L’aîné lui, est resté à la maison, mais il n’est pas vraiment proche de son père. Installé dans une attitude de soumission servile, il le réduit à n’être qu’un simple patron. Il se croit exemplaire et parfait, il pense qu’il vit pleinement en fils obéissant au père : « Il y a tant d’années que je suis à ton service sans avoir jamais transgressé tes ordres.[11] » Cela peut s’entendre pour un ouvrier soumis, mais pas pour un fils. Le sérieux dans l’engagement et le travail ne suffisent pas, il faut l’élan du cœur qui donne une liberté filiale, joyeuse et créatrice, dans une communion d’amour, de projets et d’actions. Au retour de son jeune frère, l’aîné exprime sa colère intérieure. Elle manifeste un cœur fermé et jaloux. Depuis le péché originel, nous sommes tentés d’avoir un regard faussé sur le Père Éternel. On le soupçonne : M’aime-t-il vraiment ? Me veut-il du bien, alors que je traverse des difficultés, des épreuves, alors que je suis confronté à mes limites et à mes fragilités ? Puis-je lui faire une totale confiance ? Le soupçon met Dieu à distance, avec la tentation de prendre sa place, de se mettre au centre. Ce repli sur soi conduit rapidement à accuser Dieu et les autres, et à se retrouver de plus en plus seul.
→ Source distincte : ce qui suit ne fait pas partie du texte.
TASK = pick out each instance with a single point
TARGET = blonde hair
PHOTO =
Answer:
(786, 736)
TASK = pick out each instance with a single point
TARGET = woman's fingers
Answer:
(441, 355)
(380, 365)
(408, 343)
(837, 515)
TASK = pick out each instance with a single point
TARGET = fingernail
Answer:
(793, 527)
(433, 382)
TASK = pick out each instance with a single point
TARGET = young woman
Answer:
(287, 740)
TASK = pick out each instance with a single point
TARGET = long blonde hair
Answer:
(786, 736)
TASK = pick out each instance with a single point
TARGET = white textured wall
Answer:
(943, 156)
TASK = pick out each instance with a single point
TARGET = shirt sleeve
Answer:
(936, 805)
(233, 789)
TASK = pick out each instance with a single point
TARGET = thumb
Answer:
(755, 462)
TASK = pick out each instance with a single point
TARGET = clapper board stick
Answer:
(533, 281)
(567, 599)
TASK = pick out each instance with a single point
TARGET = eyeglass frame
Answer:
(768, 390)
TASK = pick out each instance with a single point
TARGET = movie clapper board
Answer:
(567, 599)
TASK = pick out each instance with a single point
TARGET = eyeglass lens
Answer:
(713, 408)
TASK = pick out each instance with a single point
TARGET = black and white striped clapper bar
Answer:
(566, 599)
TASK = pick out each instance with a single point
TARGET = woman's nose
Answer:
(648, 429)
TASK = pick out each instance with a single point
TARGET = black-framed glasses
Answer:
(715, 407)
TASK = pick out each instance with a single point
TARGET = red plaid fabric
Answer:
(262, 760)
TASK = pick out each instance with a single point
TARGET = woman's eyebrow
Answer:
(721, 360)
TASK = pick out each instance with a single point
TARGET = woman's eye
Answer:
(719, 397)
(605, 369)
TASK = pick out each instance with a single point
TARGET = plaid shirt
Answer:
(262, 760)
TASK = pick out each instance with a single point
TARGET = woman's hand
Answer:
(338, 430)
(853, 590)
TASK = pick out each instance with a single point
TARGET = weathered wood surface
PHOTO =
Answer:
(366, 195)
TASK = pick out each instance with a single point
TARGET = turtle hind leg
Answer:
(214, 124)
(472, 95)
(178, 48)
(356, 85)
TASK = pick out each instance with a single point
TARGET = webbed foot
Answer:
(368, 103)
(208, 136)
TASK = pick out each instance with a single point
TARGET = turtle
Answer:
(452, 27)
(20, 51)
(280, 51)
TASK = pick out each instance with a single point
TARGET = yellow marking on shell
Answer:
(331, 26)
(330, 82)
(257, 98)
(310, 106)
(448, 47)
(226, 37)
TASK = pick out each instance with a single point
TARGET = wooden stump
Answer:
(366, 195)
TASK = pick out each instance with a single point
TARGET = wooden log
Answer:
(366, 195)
Le départ du cadet, comme les reproches de l’aîné, ne sont pas des actes isolés ou superficiels, ils expriment des attitudes profondes. Nos péchés, fruits de notre cœur blessé et de notre liberté mal utilisée, s’agrègent en postures plus ou moins conscientes. Au niveau d’un groupe, on parle de « structures de péché », c’est-à-dire de fonctionnements installés et reconnus qui banalisent l’injustice et le mal, et qui gomment les responsabilités individuelles. Ce sont souvent les plus pauvres et les plus fragiles qui en subissent les conséquences. De même, au niveau personnel, nous avons des complicités profondes et installées avec le mal. Des fonctionnements complexes nous replient sur nous-même, nous rendent aveugles et insensibles ; ils nous empêchent d’accueillir et de donner. Aujourd’hui ce phénomène est amplifié par des repères moraux brouillés, par le règne de l’émotion sur la scène médiatique et plus encore sur les réseaux sociaux. Chacun est alors tenté de fabriquer « sa » vérité, selon ce qui l’arrange. Cette absence de normes objectives et ces conditionnements peuvent bien réduire la responsabilité, mais le péché n’en est pas moins destructeur pour nous, pour nos proches, et même pour toute la création.

Céder au péché contribue à obscurcir notre capacité à distinguer le bien et le mal. Cela enfouit nos désirs les plus beaux. Nous pouvons en venir alors à nous justifier, soit en contestant l’évidence, « ce n’est pas vrai, ce n’est pas moi », soit en refusant la responsabilité, « je ne savais pas, je n’ai pas fait exprès », soit en invoquant des faiblesses psychologiques, « je n’y peux rien, c’est plus fort que moi ». Sommes-nous alors encore libres, responsables de nos actes, acteurs de nos vies ?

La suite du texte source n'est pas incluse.